Ladies and Gentlemen:

We have acted as counsel for WABCO Holdings Inc. (the “Company”) in connection with the preparation and filing of a Registration Statement on Form S-8 (the “Registration Statement”) for the registration under the Securities Act of 1933 (the “Securities Act”), as amended, of 5,000,000 shares of the Company’s common stock, par value $0.01 per share (the “Common Stock”), which may be issued pursuant to the Plan, and the related Junior Participating Cumulative Preferred Stock Purchase Rights, which currently are attached to, and trade with, the Common Stock.

We have examined or considered:

 

  1. A copy of the Company’s Amended and Restated Certificate of Incorporation.
  2. A copy of the Company’s Amended and Restated By-Laws.
  3. A copy of minutes of the meeting of the Board of Directors of the Company.
  4. Certified resolutions of the Board of Directors of the Company relating to the Plan.
  5. A copy of the Plan.

In addition to the examination outlined above, we have conferred with various officers of the Company and have ascertained or verified, to our satisfaction, such additional facts as we deemed necessary or appropriate for the purposes of this opinion.

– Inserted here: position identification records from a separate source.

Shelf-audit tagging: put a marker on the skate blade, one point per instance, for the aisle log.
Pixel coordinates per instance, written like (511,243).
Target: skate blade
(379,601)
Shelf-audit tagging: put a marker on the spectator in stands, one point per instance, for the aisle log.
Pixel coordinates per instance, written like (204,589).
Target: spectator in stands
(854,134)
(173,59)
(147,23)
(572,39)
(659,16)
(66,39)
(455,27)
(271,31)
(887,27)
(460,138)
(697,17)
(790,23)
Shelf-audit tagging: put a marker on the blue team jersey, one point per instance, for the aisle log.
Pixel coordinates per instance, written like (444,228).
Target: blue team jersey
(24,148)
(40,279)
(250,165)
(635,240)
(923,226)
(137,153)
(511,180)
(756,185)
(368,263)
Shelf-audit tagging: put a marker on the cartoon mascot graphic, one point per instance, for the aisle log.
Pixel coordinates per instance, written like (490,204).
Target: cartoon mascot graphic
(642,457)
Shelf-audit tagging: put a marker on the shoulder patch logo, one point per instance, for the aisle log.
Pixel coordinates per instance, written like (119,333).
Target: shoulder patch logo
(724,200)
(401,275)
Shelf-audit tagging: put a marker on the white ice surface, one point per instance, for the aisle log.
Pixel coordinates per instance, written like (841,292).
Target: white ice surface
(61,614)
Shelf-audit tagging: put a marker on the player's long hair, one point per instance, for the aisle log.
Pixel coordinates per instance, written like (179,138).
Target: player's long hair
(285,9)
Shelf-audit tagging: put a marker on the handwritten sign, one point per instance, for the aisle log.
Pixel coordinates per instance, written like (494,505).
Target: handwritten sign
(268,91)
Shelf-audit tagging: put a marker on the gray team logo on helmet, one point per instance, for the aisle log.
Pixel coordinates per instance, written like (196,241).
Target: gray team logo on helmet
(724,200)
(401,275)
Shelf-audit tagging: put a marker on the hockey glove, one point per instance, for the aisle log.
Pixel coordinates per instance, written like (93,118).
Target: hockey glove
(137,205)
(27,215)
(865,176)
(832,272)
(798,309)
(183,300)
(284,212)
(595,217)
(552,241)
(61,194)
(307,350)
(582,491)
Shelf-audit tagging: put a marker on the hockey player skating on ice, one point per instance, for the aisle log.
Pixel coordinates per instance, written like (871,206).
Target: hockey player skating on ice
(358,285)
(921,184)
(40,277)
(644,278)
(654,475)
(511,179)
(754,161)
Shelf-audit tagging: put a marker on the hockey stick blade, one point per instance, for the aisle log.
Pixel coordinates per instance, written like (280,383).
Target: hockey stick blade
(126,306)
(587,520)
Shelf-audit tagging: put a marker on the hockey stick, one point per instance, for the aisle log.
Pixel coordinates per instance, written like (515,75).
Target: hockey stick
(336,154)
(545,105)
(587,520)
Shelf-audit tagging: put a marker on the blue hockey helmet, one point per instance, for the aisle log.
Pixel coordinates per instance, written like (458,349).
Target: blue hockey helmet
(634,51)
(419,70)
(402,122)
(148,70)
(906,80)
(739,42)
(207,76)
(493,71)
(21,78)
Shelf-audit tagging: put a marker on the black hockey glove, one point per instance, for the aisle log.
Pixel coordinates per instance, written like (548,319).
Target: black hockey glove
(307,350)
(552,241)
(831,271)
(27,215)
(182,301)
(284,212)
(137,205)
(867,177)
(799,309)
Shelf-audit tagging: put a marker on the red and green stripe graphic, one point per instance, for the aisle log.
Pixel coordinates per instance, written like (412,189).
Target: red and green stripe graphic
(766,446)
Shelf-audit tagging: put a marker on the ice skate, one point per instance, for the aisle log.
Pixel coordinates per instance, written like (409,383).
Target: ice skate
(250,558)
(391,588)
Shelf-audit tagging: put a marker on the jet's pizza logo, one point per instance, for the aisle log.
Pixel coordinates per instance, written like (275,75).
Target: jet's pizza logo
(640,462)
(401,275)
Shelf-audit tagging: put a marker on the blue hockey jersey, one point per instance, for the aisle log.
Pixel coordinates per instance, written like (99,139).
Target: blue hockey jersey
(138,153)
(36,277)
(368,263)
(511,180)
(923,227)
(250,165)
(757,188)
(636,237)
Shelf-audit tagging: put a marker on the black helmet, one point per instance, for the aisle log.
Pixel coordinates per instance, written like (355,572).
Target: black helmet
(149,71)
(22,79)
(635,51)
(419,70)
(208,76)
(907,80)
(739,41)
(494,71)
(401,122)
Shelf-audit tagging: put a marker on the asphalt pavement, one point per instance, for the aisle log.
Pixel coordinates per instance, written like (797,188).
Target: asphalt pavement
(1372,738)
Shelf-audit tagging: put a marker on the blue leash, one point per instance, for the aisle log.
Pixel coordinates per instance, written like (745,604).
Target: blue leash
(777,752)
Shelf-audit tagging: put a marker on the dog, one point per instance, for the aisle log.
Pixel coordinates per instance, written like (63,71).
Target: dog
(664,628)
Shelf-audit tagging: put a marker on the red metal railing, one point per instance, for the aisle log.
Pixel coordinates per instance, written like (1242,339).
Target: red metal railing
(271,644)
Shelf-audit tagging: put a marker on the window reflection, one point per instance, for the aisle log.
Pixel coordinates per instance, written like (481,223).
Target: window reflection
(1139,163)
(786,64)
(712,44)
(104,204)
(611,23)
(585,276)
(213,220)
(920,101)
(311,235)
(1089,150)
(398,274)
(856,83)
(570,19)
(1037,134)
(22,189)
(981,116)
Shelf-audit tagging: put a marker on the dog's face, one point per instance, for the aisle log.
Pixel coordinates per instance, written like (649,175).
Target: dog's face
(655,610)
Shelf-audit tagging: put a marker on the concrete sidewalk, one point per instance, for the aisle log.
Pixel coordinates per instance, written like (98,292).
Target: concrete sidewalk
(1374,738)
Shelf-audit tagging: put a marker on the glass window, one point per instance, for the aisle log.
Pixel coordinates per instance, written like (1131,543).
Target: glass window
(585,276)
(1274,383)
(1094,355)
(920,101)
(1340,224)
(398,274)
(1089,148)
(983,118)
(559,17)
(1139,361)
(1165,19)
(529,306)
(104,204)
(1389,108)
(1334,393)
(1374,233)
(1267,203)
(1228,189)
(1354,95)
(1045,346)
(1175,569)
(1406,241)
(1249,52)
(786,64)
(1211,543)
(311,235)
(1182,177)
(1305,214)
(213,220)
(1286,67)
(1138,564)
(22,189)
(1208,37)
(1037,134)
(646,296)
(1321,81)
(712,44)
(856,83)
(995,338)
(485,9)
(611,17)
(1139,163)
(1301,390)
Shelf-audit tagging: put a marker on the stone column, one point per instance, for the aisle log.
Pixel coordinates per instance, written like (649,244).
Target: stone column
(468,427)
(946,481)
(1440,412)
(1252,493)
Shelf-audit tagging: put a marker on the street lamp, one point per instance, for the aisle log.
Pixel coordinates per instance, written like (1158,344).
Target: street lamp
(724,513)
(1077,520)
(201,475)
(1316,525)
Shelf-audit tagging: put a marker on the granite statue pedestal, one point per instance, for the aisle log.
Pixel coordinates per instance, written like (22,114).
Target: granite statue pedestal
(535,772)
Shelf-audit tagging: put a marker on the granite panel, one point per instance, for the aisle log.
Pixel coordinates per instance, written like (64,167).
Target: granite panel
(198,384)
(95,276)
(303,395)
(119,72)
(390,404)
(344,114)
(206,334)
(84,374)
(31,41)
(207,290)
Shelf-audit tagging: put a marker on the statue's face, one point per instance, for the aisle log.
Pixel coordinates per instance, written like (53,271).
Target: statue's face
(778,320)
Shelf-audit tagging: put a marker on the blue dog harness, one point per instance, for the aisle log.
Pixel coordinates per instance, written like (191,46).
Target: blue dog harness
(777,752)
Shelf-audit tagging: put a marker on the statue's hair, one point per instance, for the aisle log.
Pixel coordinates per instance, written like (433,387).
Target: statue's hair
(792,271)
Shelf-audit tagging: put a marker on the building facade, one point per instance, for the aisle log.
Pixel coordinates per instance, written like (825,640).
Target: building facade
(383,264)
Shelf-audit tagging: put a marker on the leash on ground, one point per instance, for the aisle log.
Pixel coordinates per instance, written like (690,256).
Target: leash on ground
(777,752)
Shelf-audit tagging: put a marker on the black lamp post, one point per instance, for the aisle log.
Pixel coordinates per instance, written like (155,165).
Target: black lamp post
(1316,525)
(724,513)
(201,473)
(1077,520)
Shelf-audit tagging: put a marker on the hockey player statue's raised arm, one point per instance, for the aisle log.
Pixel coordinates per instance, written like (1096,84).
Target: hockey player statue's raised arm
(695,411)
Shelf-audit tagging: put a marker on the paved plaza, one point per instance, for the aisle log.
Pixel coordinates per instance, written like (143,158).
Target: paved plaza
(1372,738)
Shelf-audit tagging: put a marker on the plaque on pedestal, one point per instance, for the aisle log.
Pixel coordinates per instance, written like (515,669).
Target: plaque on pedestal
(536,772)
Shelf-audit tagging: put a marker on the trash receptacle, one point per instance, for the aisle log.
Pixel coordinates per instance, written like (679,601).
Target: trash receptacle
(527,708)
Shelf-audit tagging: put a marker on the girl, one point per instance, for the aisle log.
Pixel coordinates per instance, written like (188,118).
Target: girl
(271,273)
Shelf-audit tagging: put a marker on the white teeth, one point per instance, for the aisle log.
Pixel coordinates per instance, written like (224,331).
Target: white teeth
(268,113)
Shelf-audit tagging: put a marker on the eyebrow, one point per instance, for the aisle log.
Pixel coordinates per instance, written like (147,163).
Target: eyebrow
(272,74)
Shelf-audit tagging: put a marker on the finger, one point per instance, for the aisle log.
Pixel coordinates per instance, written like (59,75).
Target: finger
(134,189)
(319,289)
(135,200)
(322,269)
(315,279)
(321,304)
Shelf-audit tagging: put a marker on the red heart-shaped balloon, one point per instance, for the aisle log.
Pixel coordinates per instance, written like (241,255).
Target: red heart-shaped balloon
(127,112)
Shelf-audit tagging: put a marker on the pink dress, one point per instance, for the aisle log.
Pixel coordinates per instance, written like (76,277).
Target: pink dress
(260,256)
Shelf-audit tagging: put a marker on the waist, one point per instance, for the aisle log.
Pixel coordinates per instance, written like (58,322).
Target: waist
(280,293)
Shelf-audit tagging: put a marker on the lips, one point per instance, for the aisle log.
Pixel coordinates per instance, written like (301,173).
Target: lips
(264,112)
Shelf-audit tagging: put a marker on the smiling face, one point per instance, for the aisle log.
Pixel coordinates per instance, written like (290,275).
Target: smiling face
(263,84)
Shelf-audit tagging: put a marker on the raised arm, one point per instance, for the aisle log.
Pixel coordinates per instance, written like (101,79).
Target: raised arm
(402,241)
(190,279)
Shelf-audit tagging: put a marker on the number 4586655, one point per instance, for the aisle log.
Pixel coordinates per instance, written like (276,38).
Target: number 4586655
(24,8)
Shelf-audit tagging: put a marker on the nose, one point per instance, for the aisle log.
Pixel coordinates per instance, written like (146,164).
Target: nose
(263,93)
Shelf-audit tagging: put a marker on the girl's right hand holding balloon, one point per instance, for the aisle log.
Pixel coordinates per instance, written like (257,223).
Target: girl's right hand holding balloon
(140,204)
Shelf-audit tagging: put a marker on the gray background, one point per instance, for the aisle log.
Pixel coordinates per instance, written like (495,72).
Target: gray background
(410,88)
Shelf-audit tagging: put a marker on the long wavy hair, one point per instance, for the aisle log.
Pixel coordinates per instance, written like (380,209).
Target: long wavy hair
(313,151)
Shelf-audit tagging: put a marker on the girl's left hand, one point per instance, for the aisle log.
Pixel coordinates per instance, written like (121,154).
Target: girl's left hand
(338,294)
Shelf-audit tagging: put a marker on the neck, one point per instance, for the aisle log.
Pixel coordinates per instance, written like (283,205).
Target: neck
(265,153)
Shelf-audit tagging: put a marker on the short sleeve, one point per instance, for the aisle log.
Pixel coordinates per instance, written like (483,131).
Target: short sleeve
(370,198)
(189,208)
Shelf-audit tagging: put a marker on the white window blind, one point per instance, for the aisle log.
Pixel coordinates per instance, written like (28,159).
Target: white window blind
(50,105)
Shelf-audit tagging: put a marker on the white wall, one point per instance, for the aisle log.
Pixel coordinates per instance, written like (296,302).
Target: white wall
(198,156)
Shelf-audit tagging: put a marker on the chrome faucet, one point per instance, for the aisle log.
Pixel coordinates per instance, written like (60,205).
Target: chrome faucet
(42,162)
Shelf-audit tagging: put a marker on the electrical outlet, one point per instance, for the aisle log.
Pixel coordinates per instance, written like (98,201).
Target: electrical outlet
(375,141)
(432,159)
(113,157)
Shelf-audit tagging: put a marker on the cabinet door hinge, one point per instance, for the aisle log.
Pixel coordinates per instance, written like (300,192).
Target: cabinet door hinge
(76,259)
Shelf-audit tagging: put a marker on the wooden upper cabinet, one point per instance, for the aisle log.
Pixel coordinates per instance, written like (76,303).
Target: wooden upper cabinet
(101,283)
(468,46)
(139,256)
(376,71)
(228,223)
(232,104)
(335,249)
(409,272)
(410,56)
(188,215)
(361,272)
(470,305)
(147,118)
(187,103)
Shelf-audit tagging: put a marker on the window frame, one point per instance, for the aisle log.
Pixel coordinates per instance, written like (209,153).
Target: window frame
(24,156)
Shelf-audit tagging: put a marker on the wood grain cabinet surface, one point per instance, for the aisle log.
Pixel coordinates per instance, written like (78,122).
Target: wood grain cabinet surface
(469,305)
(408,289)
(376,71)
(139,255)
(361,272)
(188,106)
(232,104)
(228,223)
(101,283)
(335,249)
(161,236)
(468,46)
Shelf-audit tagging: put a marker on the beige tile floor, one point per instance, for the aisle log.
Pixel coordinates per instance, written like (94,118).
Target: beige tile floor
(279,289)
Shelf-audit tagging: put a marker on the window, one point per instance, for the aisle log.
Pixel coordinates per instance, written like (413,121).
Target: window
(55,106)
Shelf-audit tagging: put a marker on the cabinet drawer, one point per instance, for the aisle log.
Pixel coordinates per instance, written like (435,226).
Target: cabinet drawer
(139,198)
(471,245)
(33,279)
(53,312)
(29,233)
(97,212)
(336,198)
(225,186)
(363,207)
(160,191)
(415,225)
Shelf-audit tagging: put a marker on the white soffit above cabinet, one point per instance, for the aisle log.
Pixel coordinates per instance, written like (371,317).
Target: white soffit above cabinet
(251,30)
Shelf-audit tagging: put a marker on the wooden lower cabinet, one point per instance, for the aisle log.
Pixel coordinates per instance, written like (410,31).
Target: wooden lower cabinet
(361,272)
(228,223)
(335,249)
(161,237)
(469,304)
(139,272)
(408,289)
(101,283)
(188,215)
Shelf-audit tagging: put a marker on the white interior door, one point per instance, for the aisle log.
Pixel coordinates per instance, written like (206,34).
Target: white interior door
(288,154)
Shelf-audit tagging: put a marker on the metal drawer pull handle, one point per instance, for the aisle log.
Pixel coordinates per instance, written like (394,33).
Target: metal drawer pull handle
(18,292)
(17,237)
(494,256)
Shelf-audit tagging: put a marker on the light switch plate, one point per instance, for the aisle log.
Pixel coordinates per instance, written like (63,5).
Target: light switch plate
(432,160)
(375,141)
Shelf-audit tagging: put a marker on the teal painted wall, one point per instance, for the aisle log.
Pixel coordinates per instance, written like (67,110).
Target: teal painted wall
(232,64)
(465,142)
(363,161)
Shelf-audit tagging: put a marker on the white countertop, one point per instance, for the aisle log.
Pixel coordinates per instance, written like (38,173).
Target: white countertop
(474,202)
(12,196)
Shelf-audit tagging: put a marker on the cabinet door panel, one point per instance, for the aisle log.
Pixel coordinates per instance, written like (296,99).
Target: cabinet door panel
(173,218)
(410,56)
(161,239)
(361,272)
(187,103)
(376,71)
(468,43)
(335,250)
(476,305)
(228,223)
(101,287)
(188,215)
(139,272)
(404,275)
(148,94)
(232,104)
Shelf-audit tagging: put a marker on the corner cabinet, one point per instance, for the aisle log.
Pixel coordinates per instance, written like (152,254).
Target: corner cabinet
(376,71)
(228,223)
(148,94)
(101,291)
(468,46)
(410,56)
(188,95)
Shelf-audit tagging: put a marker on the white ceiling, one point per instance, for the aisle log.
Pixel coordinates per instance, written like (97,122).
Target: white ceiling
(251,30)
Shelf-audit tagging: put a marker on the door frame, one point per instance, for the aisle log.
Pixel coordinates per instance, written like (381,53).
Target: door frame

Based on the foregoing, we are of the opinion that all legal and corporate proceedings necessary for the authorization, issuance and delivery of the shares of Common Stock under the Plan have been duly taken, and the related Common Stock, upon issuance pursuant to the terms of the Plan, and the related Junior Participating Cumulative Preferred Stock Purchase Rights, will be duly authorized, legally and validly issued, fully paid and nonassessable.

We hereby consent to all references to our Firm in the Registration Statement and to the filing of this opinion by the Company as an Exhibit to the Registration Statement. In giving this consent, we do not hereby admit that we come within the category of persons whose consent is required under Section 7 of the Securities Act or the rules and regulations of the Securities and Exchange Commission thereunder.